Berlin collectionne bars, guinguettes « am Spree » (en bord de Spree, la rivière qui se subdivise en canaux dans la ville), parcs, « biergarten » et clubs bien évidemment. La ville a un maillage d’endroits nocturnes qui la rend incontournable sur l’échiquier européen de la scotchitude (Berghain, Watergate, Maria, Tresor, Golden Gate…), mais c’est plutôt une ambiance générale qui la distingue. Ces guinguettes en bord de l’eau, comme le Bar25 et le Club der Visionäre, les bars en général (mention spéciale à Madame Claude), ces épiceries de quartier (l’équivalent de nos fameux « rebeus ») où l’on chope des bières à 0,70 € que le vendeur vous dégoupille avec plaisir (ce n’est pas encore un réflexe parisien) sont, principalement, des invitations à passer du temps en extérieur et profiter de l’espace à plusieurs. Il n’y a pas la même quiétude d’un temps ralenti à Paris. La temporalité n’est pas la même. On est pressés et entassés à Paris, ville qui rigole sous cape de l’échec du clubbing business tel qu’on l’entend à Londres, Ibiza, Lisbonne, Miami ou même Shanghai. Cependant, selon un responsable de la Sacem Ile de France, les clubs parisiens se portent bien (c’est un autre débat, mais il faut le noter).

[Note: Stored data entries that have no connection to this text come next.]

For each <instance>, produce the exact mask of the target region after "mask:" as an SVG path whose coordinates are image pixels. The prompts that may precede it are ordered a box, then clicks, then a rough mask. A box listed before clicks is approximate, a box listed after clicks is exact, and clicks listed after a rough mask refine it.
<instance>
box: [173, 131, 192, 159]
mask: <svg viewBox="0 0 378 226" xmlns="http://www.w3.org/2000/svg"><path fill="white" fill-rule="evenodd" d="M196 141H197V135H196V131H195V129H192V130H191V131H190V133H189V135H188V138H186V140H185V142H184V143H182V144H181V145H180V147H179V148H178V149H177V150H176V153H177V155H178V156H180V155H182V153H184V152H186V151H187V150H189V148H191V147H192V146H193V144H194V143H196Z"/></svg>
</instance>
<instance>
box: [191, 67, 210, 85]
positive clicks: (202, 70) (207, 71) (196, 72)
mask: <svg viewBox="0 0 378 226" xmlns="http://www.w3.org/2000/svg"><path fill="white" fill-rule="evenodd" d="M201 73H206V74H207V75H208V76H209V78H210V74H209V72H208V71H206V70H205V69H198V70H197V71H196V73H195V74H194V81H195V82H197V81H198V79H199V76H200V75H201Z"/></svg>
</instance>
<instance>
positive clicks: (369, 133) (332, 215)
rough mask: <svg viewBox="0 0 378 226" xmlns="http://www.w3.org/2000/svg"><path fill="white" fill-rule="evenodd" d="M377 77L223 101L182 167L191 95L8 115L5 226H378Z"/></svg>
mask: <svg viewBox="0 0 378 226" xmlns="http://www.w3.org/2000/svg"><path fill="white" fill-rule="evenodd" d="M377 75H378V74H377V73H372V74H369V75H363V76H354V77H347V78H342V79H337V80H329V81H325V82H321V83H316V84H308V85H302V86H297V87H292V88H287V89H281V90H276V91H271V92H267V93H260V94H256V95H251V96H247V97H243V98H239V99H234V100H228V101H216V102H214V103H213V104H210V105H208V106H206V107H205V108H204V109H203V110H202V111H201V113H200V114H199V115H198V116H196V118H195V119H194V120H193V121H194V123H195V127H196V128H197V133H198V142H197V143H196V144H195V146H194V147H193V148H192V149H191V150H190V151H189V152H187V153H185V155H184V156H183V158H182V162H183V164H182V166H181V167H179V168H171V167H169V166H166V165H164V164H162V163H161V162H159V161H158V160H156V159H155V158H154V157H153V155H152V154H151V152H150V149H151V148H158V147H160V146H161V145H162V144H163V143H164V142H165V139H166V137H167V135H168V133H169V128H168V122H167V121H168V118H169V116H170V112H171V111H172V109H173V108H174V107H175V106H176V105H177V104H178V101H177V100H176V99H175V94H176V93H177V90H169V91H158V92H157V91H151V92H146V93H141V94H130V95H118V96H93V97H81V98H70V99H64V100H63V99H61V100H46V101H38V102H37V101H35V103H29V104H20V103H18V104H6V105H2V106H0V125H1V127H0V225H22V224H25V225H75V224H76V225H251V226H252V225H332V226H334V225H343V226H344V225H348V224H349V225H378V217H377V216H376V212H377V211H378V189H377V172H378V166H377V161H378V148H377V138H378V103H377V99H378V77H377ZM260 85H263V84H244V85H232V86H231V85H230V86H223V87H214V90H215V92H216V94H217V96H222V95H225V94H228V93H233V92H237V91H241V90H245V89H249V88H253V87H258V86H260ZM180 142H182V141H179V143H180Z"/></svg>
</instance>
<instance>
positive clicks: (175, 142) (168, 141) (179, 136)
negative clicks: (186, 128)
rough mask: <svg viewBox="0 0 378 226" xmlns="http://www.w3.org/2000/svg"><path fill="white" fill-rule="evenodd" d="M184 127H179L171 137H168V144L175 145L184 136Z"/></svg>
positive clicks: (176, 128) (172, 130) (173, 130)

Le mythe du clubbing pas cher est battu en brèche, les droits d’entrée et les consommations sont moins chères qu’à Paris, la bière avoisine les 3€, mais les cocktails avoisinent les 7-8 €, et sans oublier les entrées de club qui dépassent les 10 € quand ceux ci offrent des plateaux de qualité. Il n’y a que le CDV (Visionäre) qui majore ses consommations d’un € pour les artistes. Mention spéciale pour ce lieu qui m’a permis d’écouter Mathew Dear acoudé au comptoir qui fait face à la DJ booth. Donc, l’expatrié français n’ayant que son RMI pour subsister ne sortira pas très longtemps. Le clubber français cru 2010, qui pense « sortir plus pour travailler moins », ne connaîtra pas d’extase prolongée, même si l’accessoire de fête local, le speed, est abordable (10 € le gramme selon des sources bien informées).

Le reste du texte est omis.